Atlantans with properties for sale are looking abroad for buyers as Europeans exchange their strong euros for a falling dollar to get what they consider a substantial discount on American real estate, Dagmar Sands, president of Atlanta-based Real Estate International Inc., told GlobalAtlanta.
Ms. Sands, who is also the U.S. president of FIABCI, a Paris-based international real estate federation with members in 60 countries, said she’s seen Swiss banks and buyers from Germany and the U.K. show particularly strong interest in the Atlanta area.
“They are looking at the U.S. as a safe haven, a good economy, coming here and getting good investments that will turn into great returns for them,” Ms. Sands said in a video interview.

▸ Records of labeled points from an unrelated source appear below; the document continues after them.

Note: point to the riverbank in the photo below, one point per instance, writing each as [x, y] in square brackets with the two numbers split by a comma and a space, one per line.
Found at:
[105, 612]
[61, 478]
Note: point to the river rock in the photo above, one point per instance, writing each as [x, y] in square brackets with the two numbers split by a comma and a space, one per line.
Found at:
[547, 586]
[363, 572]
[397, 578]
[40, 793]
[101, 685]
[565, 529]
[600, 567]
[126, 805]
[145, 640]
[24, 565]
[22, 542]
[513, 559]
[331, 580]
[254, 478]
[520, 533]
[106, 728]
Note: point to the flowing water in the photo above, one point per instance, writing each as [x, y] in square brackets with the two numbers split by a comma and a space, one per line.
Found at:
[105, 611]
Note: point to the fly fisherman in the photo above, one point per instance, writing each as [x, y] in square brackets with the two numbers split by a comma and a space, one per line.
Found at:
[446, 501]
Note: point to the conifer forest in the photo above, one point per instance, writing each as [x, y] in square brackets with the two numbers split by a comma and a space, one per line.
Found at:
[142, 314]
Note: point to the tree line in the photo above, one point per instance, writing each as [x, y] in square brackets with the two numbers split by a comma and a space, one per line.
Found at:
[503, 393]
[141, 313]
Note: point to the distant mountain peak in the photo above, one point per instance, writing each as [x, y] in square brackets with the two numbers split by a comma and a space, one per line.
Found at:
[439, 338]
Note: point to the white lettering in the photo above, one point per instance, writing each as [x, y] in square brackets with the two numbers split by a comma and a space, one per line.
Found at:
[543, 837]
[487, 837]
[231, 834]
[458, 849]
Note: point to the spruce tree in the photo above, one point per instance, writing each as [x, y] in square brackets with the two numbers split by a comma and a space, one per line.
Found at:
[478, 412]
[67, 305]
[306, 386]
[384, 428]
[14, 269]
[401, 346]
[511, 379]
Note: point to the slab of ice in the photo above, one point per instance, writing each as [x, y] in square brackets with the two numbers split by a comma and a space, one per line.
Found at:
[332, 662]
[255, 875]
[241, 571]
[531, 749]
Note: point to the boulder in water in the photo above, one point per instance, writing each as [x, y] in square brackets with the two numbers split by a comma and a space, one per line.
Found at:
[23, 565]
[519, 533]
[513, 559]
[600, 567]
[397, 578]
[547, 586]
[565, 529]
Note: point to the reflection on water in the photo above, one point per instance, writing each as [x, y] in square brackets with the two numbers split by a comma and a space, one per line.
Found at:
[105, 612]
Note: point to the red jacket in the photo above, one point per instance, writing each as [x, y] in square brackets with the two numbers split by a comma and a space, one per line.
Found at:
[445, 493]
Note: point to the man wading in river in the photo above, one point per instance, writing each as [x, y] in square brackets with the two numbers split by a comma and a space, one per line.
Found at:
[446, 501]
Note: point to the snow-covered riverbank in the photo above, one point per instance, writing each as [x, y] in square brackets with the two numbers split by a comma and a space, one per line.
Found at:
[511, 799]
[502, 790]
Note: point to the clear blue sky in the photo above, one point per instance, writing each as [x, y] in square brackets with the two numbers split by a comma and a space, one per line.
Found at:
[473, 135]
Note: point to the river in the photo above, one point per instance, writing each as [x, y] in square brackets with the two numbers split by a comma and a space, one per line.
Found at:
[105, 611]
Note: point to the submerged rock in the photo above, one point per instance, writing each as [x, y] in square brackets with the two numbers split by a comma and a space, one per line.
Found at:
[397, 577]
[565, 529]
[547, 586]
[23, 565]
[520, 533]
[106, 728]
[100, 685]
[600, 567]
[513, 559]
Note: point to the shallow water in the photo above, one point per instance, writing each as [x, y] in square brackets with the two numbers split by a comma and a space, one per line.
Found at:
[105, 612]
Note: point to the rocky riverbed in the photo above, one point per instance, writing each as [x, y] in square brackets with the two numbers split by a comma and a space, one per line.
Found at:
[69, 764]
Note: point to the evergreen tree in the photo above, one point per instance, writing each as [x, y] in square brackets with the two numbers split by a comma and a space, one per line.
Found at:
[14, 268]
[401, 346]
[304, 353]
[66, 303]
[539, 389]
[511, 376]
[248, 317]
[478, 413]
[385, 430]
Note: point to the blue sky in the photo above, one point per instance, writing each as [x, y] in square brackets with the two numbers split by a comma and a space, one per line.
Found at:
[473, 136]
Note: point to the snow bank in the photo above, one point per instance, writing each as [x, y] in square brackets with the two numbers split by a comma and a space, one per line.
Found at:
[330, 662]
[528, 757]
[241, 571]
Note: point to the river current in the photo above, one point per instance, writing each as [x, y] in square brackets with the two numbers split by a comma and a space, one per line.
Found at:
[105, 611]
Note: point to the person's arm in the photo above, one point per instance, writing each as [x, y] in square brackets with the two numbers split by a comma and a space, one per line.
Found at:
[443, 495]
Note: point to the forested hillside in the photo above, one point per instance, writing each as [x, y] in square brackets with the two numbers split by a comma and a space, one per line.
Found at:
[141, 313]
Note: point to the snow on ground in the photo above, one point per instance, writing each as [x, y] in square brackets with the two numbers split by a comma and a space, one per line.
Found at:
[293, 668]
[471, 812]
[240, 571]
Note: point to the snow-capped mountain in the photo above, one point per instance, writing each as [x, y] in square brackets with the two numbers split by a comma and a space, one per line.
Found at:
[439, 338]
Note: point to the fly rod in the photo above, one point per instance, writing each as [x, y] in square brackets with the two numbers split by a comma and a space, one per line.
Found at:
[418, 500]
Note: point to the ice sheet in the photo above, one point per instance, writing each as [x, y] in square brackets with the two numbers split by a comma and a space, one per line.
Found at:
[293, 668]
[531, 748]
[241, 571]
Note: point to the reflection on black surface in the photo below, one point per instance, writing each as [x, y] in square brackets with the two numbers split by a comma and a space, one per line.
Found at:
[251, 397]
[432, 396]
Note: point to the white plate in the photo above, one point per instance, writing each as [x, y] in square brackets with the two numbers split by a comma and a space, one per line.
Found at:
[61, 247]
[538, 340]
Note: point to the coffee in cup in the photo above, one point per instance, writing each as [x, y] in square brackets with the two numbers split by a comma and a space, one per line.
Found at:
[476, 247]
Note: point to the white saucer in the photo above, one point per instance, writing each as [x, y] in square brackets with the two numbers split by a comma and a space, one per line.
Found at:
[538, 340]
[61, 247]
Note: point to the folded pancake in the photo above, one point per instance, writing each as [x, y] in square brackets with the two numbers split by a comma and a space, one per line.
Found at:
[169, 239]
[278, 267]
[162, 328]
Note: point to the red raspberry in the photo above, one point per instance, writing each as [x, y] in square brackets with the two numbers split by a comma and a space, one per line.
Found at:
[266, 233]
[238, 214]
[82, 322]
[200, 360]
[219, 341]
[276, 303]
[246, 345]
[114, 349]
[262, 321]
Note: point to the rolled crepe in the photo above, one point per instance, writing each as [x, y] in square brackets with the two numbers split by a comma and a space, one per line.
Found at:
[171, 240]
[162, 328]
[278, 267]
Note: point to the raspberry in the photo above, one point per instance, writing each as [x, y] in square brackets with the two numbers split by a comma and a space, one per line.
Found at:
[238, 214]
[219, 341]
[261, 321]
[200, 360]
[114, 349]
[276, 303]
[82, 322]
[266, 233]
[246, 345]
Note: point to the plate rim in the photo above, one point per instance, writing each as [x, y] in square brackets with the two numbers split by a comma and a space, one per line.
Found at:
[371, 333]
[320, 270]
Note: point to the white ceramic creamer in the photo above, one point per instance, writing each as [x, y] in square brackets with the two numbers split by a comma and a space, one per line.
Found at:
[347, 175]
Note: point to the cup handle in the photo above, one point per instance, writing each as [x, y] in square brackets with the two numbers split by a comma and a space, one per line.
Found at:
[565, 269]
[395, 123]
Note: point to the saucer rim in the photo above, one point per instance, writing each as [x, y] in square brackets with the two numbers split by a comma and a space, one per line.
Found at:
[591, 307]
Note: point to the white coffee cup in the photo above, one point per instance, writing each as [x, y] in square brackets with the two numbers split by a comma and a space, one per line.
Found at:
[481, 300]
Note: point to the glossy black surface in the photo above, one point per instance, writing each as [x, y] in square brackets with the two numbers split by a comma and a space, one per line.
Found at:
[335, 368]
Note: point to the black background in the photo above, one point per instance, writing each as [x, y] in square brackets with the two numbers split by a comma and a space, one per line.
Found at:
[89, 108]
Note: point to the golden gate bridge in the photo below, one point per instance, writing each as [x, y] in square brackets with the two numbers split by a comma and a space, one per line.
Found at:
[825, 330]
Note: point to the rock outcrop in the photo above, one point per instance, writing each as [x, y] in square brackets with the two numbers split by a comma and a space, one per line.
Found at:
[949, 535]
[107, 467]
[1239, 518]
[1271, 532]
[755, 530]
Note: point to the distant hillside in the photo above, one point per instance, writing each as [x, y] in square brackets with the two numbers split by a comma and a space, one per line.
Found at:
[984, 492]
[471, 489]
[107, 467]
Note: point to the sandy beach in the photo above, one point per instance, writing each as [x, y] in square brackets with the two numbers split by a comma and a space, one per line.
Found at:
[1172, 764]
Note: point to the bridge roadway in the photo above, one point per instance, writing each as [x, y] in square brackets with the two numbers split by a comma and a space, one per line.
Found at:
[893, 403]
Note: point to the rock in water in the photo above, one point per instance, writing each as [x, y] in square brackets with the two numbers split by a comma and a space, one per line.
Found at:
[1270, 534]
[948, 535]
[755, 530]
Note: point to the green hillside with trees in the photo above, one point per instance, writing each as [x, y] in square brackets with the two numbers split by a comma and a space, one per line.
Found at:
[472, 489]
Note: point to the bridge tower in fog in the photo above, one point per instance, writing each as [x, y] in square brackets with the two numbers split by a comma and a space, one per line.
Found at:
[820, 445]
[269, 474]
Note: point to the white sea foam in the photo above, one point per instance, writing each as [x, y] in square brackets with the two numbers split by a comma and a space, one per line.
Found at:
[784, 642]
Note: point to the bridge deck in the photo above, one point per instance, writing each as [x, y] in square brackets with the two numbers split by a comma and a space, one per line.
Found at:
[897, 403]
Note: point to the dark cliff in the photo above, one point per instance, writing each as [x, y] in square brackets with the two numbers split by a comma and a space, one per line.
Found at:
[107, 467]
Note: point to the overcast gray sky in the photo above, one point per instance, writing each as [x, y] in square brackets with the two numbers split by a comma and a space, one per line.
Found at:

Real Estate International has benefited from this trend, not necessarily in attracting more foreign buyers, but in getting new American clients who think that Ms. Sands’ international connections will fetch them a higher price for their property.
Although she welcomes the business, Ms. Sands said the perception that sellers can raise the price on foreign buyers because they already see Georgia as a discount is not realistic. Europeans are smart consumers who will, just like Americans, make sure they’re maximizing their dollars, however cheap they might have bought them.
As president of the U.S. branch of FIABCI, an organization founded in the 1950s to bring together professionals in real estate-related fields worldwide, Ms. Sands has worked hard throughout her one-year term to help U.S. buyers more easily reach the European market.
A main initiative of FIABCI is the World Congress, a yearly convention of international real estate professionals. The event’s international flair sealed Ms. Sands’ interest in the FIABCI after she got involved in 1987, the same year she started Real Estate International.
“It was almost like being at a mini United Nations where you had six languages being translated simultaneously,” said Ms. Sands, who emigrated as a teenager from Czechoslovakia in 1968.
She said FIABCI fed her appetite for operating a business with a decidedly international slant.
This year’s first worldwide conference will be held in Amsterdam in May, and the focus of the event will be an almost uncanny combination of issues fresh on the minds of Georgians: water management and how it relates to real estate.
Ms. Sands said that Atlanta sellers who want to attract international buyers should get involved with the conference. FIABCI will market properties on its Web site and will even target specific countries for those who sign up.
If they use the tools available, sellers in Atlanta should have no problem, finding buyers, Ms. Sands said. She has progressively watched real estate trends in the Georgia capital, and she’s convinced that the city has a lot to offer, even in the midst of the current mortgage crisis.
“In spite of what the media is portraying, I think Atlanta is very strong,” she said, noting shopping developments in Atlanta’s Buckhead community, convenient air transport and low cost of living as factors that will keep drawing buyers, and not only from Europe.
As the Chinese economy grows, Ms. Sands predicts more Chinese investors will start buying here. And she’s already seen a drastic increase in Korean people building business complexes and churches, especially in the metro area’s northern suburbs.
Honolulu will host a FIABCI World Congress in October, after Ms. Sands’ presidency expires. She expects that a substantial number of Asians, Australians and New Zealanders will attend.